Last week, the US-Israel coalition’s military strikes on Iran pushed oil prices up by over 30%. The recent threat of Iran’s blockade further heightened market fears of supply chain disruptions. Oil prices subsequently retreated, with the latest data showing around $105 per barrel.
Regarding the rapid rise in oil prices, President Trump told reporters on Saturday, “We anticipated oil prices would go up. But they will also go down, and very quickly. We have plenty of oil—very abundant reserves—and this problem will be resolved soon.” He also ruled out the necessity of using strategic petroleum reserves.
Last week, following news of the US and Israel bombing Iran, Bitcoin briefly surged from below $64,000 to $73,770 on Wednesday, driven by risk-averse sentiment switching.
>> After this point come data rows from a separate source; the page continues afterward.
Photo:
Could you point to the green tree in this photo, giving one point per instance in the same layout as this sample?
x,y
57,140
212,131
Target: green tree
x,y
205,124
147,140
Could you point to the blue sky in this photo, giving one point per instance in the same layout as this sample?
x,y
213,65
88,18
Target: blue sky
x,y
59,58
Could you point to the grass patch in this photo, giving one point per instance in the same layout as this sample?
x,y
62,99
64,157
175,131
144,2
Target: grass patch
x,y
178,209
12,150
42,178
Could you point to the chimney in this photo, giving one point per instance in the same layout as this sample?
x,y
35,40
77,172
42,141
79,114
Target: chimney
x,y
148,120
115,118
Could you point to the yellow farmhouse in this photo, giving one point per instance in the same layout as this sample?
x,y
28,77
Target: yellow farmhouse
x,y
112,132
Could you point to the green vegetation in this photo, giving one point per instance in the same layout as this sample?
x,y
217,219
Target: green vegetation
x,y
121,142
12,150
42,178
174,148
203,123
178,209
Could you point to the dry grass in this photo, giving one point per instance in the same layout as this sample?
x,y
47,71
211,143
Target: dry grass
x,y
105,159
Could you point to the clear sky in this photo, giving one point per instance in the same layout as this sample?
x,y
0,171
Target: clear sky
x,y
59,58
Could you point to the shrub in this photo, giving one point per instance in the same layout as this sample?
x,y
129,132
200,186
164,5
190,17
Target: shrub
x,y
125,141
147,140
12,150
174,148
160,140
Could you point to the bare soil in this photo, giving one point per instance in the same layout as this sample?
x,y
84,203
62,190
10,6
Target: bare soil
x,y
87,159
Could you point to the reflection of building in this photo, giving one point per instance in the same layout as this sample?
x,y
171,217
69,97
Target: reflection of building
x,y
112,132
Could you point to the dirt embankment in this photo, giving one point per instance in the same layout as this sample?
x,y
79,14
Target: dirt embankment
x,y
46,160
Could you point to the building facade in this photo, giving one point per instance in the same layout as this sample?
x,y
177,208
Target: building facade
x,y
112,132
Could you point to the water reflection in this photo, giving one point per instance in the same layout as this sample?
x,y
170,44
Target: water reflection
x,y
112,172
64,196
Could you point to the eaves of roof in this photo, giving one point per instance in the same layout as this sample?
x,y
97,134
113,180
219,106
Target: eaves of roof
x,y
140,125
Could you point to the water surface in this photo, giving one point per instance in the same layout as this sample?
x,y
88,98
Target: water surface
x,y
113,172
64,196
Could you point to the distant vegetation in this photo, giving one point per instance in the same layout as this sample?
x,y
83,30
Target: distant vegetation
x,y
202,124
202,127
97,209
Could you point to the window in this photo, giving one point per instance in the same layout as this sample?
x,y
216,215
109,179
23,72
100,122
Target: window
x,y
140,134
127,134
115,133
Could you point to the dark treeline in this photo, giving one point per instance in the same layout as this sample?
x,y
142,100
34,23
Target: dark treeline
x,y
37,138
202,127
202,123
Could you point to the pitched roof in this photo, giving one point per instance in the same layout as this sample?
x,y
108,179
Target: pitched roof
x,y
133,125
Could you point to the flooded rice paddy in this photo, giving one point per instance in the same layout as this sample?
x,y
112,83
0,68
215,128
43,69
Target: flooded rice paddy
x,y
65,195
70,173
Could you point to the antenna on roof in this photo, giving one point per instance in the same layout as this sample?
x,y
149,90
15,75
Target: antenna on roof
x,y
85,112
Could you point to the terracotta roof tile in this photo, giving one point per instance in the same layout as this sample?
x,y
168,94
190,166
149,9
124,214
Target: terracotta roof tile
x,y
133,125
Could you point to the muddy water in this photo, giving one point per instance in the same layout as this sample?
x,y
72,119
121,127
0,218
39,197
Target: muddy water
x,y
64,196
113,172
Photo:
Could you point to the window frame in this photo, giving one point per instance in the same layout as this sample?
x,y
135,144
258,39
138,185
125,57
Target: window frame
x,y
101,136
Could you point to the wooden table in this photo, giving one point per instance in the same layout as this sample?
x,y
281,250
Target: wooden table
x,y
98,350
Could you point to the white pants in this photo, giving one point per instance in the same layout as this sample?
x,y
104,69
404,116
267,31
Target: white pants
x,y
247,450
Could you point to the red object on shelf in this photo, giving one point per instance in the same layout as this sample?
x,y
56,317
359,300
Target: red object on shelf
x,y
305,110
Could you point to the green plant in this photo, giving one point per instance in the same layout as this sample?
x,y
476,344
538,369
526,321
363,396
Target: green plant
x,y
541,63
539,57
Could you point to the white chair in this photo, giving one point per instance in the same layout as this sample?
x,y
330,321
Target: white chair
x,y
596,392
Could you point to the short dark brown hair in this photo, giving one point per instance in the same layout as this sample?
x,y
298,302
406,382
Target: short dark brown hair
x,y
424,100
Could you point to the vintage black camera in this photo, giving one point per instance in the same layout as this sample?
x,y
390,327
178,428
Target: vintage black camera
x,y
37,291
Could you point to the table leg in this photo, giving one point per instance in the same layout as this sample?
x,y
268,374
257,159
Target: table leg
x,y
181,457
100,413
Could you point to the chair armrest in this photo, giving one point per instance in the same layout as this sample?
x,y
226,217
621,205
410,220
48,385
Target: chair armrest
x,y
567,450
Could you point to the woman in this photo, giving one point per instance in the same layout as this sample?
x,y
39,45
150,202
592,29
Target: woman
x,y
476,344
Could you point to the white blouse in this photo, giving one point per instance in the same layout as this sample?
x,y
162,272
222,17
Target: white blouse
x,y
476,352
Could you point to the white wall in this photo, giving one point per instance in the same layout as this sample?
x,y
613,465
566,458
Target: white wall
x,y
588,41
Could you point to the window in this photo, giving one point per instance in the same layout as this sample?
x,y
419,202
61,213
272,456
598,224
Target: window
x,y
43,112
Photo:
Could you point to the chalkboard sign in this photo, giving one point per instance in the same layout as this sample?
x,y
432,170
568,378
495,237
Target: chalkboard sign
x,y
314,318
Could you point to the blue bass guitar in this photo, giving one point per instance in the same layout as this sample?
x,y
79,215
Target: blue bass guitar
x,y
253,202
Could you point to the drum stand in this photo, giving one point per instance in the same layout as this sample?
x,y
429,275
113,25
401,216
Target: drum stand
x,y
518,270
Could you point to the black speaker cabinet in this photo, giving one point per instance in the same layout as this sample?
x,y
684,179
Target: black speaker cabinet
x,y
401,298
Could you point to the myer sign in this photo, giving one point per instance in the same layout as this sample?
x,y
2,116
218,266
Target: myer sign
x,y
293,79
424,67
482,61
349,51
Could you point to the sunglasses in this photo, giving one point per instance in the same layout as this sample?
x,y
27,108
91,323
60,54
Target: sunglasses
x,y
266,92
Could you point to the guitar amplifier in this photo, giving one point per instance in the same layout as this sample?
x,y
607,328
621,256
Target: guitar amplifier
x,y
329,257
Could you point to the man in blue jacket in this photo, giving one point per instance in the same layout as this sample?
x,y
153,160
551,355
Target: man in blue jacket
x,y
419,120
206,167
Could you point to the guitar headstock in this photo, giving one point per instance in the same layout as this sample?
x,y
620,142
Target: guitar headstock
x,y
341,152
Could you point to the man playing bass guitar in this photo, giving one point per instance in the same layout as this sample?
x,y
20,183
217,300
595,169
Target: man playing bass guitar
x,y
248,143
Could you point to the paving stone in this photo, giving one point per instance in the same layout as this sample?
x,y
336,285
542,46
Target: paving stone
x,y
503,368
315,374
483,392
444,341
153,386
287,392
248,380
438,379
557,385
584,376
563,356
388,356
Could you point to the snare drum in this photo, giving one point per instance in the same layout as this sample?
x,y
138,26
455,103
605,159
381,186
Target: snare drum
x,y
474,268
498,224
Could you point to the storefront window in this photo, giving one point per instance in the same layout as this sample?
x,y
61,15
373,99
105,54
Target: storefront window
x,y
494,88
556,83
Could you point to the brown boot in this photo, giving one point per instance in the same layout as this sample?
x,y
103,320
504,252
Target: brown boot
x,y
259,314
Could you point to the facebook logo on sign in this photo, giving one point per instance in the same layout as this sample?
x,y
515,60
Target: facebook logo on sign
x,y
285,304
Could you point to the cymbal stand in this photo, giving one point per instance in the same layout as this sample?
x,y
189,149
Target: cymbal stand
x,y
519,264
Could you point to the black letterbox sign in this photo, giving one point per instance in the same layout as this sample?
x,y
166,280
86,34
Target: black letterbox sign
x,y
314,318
However, as initial shock news was digested, Bitcoin began to reverse:
Decreasing geopolitical impact: The “uncertainty premium” of military actions usually dissipates quickly once the event is confirmed, shifting market sentiment from panic to assessment.
Rising energy costs suppress risk appetite: Continued high oil prices lead to inflation expectations, reducing investors’ willingness to allocate to high-volatility assets.
Bitcoin has retraced over 48% from its cycle high of $127,000: Technical momentum has not yet formed a clear bottom support structure.
Four days of consecutive declines have eroded market confidence: Profit-taking selling pressure from bulls and macro uncertainties triggered by oil prices create dual suppression.

(Source: Trading View)
Historically, Bitcoin experiencing 40% to 60% retracements during bull markets is not uncommon: in 2017, Bitcoin dropped from $20,000 to $10,000; in 2021, from $64,000 to $30,000. Currently, from the peak of $127,000 to about $66,000, the retracement is approximately 48%, fitting within historical norms.
The core technical issue now is whether the critical support zone of $62,000 to $64,000 can hold. If this zone is broken, the next major support will be the historical demand zone of $58,000 to $60,000. The precondition for a rebound is to regain the psychological level of $70,000 and break through the previous consolidation area of $75,000 to $80,000.
The rapid increase in oil prices triggered global inflation fears, prompting investors to retreat from risk assets. As a high-beta risk asset, Bitcoin typically leads declines during deteriorating market sentiment. Additionally, rising energy costs directly increase operational expenses for Bitcoin miners, potentially causing some to sell off.
Trump’s administration stated that the oil price increase is expected to be temporary, emphasizing that U.S. oil reserves are ample. If the Middle East situation does not escalate further, panic selling driven by oil prices may subside as market sentiment stabilizes. However, Bitcoin’s larger downward pressure stems from its technical correction since the high of $127,000, which is relatively independent of geopolitical factors.
This remains uncertain. Historically, Bitcoin’s 40%-60% retracements during bull markets are normal. The key technical support is in the $62,000 to $64,000 range; whether this holds will be the most direct indicator of the short-term trend direction.